Highlights from other countries

In Canada, top-line declined low single digits, driven by a volume decline primarily due to a weak beer industry. This was partially offset by revenue per hl growth, driven by positive brand mix from our premiumization strategy. Our High End Company continues to gain share of the premium segment, led by share gains from our premium import brands, including Corona and Hoegaarden, and strong volume growth from our Craft portfolio. In the core segment, Bud Light grew share for the 24th consecutive year, and in the core plus segment, Michelob Ultra continued to be the fastest growing beer brand in the country.

In Peru, we grew revenue by mid-single digits with a volume decline of low single digits more than offset by revenue per hl growth of high single digits. The strong revenue per hl growth was driven by revenue management initiatives as well as positive brand mix, driven by the growth of our global brands. In light of the challenging consumer environment, we launched a new product called Golden, as part of our smart affordability strategy. Golden is brewed using ingredients with strong cultural relevance to strengthen our ties to local farming, and is off to a very strong start. In Ecuador, revenue declined by low single digits, driven by a volume decline of low single digits, which more than offset revenue per hl growth of low single digits. While our global brands continued to perform well with double-digit volume growth, a softer consumer environment impacted the beer category throughout the year. In response, we are enhancing our core offerings across a variety of price points to ensure consumers have accessible options within the beer category.

In Argentina, volumes declined by mid-single digits, as we continue to face consumption contraction resulting from ongoing challenging macroeconomic conditions. Our revenues and revenue per hl grew by double-digits in the context of a highly inflationary environment. Despite the difficult consumer environment, we achieved slight volume growth in the fourth quarter as we continue to invest behind our strong portfolio of brands. Our premium brands performed well in 2019 and gained share within the segment, led by our global brands and our local premium brand, Patagonia. Our local champion in the core plus segment, Andes Origen, grew by double-digits. Our smart affordability initiatives continue to gain traction, led by packaging innovations such as the 340ml returnable glass bottle.

Within EMEA, Europe grew revenue by low single digits, with volume growth partly offset by lower revenue per hl as we expand our portfolio across more price segments. We estimate we gained market share on a full year basis, and in all of our markets, with particularly strong gains in France and the Netherlands after successful Budweiser launches. Budweiser is now our fastest growing brand in Europe.
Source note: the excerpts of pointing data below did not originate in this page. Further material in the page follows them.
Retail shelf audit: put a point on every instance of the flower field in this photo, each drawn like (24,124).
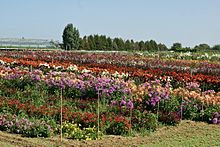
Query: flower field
(84,96)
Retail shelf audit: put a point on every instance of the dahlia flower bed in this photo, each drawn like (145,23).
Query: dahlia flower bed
(86,95)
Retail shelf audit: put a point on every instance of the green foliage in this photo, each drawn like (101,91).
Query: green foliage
(145,120)
(72,131)
(216,47)
(71,38)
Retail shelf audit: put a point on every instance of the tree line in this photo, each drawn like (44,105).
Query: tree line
(73,41)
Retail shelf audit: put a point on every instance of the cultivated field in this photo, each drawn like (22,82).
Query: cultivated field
(114,98)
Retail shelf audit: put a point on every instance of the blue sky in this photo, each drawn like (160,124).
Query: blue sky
(167,21)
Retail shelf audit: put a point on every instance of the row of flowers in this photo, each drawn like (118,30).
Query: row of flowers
(121,72)
(119,59)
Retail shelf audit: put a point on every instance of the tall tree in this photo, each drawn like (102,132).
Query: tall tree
(71,38)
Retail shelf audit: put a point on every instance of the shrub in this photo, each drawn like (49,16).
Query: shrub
(73,131)
(172,118)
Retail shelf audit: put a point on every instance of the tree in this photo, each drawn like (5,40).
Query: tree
(71,38)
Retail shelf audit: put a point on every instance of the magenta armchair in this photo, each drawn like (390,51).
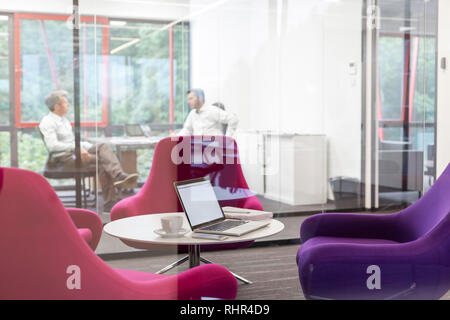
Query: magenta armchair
(45,257)
(215,156)
(88,224)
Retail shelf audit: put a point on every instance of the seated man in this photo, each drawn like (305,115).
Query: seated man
(207,119)
(60,142)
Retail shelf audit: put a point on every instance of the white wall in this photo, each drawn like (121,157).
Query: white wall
(145,9)
(443,106)
(284,66)
(281,65)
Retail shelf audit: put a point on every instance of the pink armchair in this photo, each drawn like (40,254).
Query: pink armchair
(184,158)
(45,257)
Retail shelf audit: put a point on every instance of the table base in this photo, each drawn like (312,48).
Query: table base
(194,261)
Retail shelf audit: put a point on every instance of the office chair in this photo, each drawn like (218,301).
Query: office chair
(55,171)
(44,257)
(404,255)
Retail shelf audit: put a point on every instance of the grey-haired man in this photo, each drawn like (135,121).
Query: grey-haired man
(60,141)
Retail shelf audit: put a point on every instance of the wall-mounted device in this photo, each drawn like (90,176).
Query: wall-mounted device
(137,130)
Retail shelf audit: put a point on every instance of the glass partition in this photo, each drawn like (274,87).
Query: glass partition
(335,100)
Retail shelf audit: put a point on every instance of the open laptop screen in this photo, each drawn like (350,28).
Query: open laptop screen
(199,202)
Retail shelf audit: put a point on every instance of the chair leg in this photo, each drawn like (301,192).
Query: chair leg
(204,260)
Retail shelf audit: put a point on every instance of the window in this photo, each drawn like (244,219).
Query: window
(44,59)
(148,72)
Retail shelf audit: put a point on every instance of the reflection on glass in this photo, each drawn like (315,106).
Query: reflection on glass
(4,71)
(5,153)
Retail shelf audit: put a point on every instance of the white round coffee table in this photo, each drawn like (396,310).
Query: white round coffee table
(141,229)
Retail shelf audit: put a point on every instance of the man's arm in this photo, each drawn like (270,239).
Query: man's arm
(230,119)
(52,142)
(187,127)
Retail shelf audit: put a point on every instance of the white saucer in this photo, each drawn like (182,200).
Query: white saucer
(164,234)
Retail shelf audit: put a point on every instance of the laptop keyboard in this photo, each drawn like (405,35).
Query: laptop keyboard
(224,225)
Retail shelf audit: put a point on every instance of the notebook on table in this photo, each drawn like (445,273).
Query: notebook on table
(204,212)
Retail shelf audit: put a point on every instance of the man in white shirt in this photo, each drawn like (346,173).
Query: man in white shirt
(205,119)
(60,141)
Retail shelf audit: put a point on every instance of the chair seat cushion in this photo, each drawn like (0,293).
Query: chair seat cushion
(325,241)
(338,240)
(86,234)
(138,275)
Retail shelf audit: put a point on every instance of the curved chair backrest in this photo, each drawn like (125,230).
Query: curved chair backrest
(42,252)
(427,212)
(184,158)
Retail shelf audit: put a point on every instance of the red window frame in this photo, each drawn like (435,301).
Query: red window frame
(18,71)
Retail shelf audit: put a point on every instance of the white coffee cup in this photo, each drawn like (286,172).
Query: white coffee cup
(172,224)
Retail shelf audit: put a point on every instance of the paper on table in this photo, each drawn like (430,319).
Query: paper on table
(246,214)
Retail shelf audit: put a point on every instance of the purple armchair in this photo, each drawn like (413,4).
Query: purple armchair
(405,255)
(45,257)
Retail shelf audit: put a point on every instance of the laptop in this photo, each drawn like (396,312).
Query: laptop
(134,130)
(204,212)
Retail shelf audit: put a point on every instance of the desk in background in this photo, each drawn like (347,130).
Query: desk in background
(126,148)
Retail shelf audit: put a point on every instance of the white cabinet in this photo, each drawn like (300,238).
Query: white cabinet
(290,168)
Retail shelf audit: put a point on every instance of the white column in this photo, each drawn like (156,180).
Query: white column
(443,92)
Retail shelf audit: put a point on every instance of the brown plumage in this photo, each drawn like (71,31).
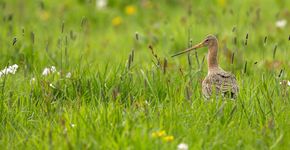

The UK continues to deliver volume-led revenue growth fueled by the continued growth of our global brands, particularly the double-digit growth of Corona. EBITDA declined this year as top-line growth was offset by higher sales and marketing investments behind new brand launches, higher CoS per hl driven by commodity costs and the impact of route to market changes that allow us to distribute directly in key countries across Europe. Additionally, strong volume growth led to capacity constraints and increased distribution expenses. We are investing in our capacity footprint to alleviate these constraints. In Africa excluding South Africa, we delivered strong volume growth in Zambia and Uganda, though volume was lower in Tanzania and Mozambique. In Nigeria, we grew volume by double-digits as we continued to gain market share and despite cycling a challenging comparable from the opening of our fourth brewery last year.

Our business in South Korea had a challenging year, with declines in both revenue and volume. This performance was primarily the result of an overall industry decline in light of weaker consumer sentiment. In late October 2019, we rolled back our price increase previously implemented in April 2019 to revitalize the beer industry during the economic downturn. Our premium portfolio continued to grow throughout the year, led by Stella Artois and Budweiser.